Sorry, Baby - On Feeling Left Behind
Due to my soft-spot for emotional torture, I decided to re-watch Eva Victor’s black comedy Sorry, Baby - perhaps not my wisest decision considering the sobbing mess in which the film left me when I first watched it in 2025.
Written, directed and staring Eva Victor, Sorry, Baby tells the story of Agnes (Victor), a young woman living in rural New England whose life becomes increasingly solitary ever since she was assaulted by a professor while studying at college.
Now a literary professor herself, Agnes struggles to accept life moving on around her while she’s stuck in the aftermath of her assault, especially as her best-friend and former housemate, Lydie, visits from New York announcing that she is pregnant.

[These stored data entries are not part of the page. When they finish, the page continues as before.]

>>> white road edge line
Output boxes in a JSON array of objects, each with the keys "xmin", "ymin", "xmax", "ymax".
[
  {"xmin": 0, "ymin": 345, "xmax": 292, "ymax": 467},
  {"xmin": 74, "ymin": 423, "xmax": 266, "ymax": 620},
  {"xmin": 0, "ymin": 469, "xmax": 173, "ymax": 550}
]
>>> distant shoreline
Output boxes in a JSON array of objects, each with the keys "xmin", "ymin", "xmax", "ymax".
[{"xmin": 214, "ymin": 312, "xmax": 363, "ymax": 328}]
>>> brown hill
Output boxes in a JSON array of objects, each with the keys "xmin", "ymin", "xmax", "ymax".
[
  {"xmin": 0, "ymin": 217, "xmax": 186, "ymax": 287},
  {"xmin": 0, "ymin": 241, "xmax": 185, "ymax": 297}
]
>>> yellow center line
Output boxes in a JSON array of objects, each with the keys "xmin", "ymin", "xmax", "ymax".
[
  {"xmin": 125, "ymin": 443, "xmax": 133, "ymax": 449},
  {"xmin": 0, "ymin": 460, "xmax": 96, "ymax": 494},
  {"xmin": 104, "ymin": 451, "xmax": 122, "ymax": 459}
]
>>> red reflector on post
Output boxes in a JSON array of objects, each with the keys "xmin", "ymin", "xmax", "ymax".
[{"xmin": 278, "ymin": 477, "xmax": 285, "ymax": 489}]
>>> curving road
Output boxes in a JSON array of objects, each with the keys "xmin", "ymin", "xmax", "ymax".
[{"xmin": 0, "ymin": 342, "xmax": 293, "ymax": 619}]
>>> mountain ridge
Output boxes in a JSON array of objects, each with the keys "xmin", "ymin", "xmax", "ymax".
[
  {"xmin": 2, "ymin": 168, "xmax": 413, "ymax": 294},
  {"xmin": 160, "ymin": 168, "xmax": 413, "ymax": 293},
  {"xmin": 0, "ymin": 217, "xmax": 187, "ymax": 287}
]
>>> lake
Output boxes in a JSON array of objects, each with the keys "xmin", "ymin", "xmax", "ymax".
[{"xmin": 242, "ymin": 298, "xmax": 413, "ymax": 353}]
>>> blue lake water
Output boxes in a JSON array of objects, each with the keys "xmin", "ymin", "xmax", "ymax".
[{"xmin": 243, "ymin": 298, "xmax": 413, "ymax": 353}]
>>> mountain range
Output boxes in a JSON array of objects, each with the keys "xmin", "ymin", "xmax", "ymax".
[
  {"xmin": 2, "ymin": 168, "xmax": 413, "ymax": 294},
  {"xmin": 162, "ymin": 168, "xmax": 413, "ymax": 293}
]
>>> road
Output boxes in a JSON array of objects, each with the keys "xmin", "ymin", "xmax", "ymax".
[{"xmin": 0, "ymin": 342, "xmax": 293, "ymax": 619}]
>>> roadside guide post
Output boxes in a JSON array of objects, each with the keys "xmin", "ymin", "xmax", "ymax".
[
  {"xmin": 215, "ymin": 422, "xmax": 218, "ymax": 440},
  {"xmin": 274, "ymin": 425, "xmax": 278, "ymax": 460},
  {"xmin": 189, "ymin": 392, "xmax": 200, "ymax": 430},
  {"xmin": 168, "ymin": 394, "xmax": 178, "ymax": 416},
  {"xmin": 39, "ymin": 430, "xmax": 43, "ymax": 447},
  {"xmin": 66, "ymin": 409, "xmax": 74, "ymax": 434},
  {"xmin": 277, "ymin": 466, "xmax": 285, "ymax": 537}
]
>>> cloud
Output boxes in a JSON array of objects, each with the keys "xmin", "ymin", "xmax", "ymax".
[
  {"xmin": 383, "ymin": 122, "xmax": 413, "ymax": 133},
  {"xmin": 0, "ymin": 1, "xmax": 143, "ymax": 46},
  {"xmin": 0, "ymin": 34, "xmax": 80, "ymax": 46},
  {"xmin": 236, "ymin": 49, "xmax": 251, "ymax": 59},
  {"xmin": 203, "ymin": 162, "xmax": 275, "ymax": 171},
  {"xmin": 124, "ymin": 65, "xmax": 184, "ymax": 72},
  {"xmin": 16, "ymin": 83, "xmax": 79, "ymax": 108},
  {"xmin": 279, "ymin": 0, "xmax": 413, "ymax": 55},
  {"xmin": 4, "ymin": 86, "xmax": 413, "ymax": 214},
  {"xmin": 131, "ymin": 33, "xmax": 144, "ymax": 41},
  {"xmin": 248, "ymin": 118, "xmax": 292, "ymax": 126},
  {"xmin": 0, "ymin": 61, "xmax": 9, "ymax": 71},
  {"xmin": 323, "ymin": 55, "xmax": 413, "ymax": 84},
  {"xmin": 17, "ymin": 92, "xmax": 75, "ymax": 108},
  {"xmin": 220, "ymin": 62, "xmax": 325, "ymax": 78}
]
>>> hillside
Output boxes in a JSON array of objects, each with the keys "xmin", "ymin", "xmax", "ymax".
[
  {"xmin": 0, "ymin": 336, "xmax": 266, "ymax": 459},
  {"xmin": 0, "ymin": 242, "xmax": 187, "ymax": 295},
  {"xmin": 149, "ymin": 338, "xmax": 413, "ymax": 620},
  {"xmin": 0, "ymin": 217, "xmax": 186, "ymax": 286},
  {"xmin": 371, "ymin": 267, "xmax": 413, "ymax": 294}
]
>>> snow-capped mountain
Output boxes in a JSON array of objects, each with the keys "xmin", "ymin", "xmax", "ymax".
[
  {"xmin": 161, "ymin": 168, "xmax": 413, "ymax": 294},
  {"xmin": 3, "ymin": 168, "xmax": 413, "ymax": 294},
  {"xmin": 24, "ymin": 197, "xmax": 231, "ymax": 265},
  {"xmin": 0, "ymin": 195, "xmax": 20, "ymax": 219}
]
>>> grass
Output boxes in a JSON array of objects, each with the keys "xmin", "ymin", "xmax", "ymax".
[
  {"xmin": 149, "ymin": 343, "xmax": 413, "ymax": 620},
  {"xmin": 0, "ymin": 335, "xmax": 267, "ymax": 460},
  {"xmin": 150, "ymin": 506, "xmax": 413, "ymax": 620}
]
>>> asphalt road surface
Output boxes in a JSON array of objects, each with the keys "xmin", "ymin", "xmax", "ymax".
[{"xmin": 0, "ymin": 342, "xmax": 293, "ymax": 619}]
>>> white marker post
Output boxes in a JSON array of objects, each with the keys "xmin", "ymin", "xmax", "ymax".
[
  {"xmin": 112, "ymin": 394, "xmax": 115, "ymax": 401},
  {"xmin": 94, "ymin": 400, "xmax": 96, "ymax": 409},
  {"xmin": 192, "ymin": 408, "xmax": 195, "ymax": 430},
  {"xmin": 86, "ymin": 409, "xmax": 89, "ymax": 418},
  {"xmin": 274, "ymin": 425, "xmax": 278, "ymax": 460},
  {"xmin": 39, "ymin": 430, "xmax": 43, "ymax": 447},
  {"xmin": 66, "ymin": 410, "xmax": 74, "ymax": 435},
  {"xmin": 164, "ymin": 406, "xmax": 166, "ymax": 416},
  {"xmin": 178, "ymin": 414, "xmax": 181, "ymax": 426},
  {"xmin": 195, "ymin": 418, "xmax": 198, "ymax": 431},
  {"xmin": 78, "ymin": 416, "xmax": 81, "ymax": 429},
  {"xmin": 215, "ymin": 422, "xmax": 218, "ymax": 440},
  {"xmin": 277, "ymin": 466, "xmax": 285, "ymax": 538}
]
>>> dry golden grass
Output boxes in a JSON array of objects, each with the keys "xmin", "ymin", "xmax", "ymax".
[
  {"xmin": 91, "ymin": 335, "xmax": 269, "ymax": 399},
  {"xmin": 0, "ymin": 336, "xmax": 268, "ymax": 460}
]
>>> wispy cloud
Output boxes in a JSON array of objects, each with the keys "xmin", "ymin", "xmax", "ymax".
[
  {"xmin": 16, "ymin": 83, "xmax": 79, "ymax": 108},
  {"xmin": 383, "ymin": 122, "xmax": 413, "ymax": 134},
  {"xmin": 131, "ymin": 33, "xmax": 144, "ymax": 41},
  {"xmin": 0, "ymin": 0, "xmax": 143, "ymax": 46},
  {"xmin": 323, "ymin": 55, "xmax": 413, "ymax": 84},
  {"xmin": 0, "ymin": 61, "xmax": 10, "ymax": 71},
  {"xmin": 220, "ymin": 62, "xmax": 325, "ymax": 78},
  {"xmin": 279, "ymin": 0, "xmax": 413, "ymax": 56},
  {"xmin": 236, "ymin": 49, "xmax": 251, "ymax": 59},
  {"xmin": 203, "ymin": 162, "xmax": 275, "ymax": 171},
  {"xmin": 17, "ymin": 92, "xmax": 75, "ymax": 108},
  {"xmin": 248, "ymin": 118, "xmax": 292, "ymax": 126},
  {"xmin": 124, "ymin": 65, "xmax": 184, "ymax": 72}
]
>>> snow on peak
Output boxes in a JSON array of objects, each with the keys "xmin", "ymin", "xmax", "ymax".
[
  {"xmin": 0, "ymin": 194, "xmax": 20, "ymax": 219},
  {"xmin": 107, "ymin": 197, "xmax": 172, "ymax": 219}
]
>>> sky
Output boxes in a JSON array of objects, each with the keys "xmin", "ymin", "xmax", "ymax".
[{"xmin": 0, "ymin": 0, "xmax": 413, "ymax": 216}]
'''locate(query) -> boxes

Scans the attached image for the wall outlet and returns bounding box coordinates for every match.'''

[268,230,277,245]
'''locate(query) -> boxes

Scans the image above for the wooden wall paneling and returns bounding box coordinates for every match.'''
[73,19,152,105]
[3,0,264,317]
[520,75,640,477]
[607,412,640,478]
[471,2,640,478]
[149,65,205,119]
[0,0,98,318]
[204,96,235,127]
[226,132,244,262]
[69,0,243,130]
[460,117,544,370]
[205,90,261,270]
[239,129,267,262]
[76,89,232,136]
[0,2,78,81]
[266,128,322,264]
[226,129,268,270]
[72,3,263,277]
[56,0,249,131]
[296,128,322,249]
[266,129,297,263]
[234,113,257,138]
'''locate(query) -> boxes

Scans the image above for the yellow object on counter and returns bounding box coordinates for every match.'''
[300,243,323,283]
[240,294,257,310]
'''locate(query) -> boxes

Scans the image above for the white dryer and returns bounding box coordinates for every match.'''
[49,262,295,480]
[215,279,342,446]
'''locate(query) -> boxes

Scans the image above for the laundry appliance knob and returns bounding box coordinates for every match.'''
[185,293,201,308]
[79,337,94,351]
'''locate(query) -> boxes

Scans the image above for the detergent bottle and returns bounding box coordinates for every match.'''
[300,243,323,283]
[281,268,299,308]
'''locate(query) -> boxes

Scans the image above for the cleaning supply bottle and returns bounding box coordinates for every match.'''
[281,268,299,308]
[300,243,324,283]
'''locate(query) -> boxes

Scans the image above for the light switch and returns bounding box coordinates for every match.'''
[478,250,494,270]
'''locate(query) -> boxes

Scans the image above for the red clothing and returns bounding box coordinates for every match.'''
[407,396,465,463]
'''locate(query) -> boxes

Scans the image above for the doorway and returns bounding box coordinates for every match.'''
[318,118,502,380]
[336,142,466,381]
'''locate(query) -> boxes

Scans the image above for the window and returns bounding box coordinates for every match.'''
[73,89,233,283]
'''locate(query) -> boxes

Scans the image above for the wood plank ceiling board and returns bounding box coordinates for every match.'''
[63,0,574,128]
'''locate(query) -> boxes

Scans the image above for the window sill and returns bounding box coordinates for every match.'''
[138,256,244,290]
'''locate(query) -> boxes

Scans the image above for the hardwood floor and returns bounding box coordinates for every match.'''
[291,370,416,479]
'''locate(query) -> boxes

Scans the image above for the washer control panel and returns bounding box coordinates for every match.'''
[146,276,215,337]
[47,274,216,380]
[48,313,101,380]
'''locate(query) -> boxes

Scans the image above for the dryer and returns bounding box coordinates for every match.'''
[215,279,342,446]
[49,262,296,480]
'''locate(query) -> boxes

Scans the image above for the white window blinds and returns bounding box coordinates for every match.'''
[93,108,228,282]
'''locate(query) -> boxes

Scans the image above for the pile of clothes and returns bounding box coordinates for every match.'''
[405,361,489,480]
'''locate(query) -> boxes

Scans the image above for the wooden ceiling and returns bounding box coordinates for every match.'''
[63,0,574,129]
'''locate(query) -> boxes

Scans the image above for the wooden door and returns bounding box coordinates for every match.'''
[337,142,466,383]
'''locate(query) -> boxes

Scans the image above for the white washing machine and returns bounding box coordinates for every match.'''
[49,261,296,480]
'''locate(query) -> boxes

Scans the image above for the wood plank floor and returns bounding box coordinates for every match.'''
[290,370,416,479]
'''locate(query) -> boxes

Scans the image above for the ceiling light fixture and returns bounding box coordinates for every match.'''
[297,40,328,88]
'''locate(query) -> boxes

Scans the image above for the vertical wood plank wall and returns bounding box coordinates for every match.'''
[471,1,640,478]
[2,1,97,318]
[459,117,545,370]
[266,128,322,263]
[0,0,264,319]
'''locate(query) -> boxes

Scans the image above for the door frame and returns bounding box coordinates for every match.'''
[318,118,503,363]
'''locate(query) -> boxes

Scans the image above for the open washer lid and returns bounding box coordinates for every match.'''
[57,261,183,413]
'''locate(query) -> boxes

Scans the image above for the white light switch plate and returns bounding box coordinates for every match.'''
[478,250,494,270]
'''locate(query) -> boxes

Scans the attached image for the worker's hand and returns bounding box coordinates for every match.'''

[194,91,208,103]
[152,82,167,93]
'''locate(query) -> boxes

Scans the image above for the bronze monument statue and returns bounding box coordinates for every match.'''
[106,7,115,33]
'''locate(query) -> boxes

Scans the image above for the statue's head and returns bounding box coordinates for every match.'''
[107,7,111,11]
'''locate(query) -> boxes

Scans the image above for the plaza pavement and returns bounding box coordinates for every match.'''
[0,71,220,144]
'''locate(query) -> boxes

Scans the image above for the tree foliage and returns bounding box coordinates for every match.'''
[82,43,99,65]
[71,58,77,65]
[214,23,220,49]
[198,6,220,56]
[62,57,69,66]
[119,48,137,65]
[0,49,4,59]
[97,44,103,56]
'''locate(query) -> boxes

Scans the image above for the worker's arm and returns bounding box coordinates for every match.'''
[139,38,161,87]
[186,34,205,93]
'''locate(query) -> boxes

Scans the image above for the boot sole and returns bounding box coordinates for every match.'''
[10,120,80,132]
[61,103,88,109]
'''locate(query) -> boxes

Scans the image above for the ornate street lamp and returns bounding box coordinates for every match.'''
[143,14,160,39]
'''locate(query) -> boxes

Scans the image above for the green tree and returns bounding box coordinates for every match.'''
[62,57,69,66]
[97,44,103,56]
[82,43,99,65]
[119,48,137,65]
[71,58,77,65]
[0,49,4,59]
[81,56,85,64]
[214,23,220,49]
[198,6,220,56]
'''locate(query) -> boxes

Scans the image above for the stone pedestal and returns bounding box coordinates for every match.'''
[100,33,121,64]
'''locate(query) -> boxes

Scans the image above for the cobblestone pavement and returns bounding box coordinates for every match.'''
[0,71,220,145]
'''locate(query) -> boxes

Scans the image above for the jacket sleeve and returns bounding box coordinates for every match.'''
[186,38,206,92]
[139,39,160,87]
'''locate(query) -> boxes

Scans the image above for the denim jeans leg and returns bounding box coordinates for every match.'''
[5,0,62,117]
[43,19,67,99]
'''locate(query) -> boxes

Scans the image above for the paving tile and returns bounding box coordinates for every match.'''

Sorry, Baby is a little gem of a film, don’t find yourself put-off by the challenging themes, there is so much heart and sharp-wit to be found in Victor’s directorial debut. It takes on a subject all too familiar for many but handles it with great sensitivity, tact and grounded humour.
I especially liked both performances from Eva Victor and Naomi Ackie who plays Lydie. Their chemistry felt so natural and believable as close friends; sharing secret looks, thoughts and space with one another in an intimate way that felt warmly familiar.
I could recognise a lot of myself in Victor’s performance as Agnes, despite our different circumstances, and I found Sorry, Baby to be oddly comforting, almost validating in that, fictional character or not, somebody else recognises what it’s like to feel as if you’re being left behind.
I have never not felt like I am permanently catching up to my peers, forever being reminded that, due to my ptsd and everything else wrong with me, I am under developed in both experience and opportunity, and that I am yet to meet the kinds of milestones they were making while I was busy pretending that I wasn’t desperately unwell.
When Lydie tells Agnes that she and her wife are expecting a baby, it causes Agnes to actually have to face that which she has been steadily ignoring, her emotions, and come to terms with the reality of her life having been interrupted against her will in such a way that left her metaphorically paralysed.
We all have plans or dreams; ideas that help to shape the trajectory of our lives, but when all that is violently interrupted by circumstances beyond your control, it can be so easy not to recognise the passing of real time, waking up one day to realise that the people around you have all moved on but you’re still drowning in memories and grief. This has certainly been reminiscent of my own experience with ptsd and the on-going effects that come with struggling not to live in the past.
Upon learning of Agnes’s assault, Lydie is as supportive a friend as you could want and during scenes set in the present day, it is clear through dialogue between the two characters that the progression of Lydie’s life away from Agnes does not stop her worrying about her friend and being a supportive.
The trouble with significant trauma is that it can make you become unintentionally selfish in that it’s often hard to see past your own pain and realise that having your loved ones move on from giving their immediate support and focusing on their own lives does not confirm the abandonment one might feel.
It is only when Agnes meets Lydie’s newborn baby that she is able to show her friend the same kind of support that she has received from Lydie. She’s able to recognise that Lydie’s personal growth isn’t about leaving Agnes behind, and that only she can do the personal work to feel as if her life is also moving forward.
I remember feeling similarly when meeting both my goddaughter and my niece for the first time. I remember looking at both of their little faces, thinking about all the difficulties that I desperately didn’t want them to ever have to deal with, and thinking; ‘fuck, I’m going to have to make it through, for you’.
I was going to have to accept all the things in life that scare me, the ways in which I have felt frozen in the past, and find a way to move forward so that I can be a part of their present. It’s a daunting task and I cannot pretend that I am getting it right all the time, but I like to think that if we were able to witness life beyond the credits for Agnes then her story might be similarly inconsistent; rocky, honest and human.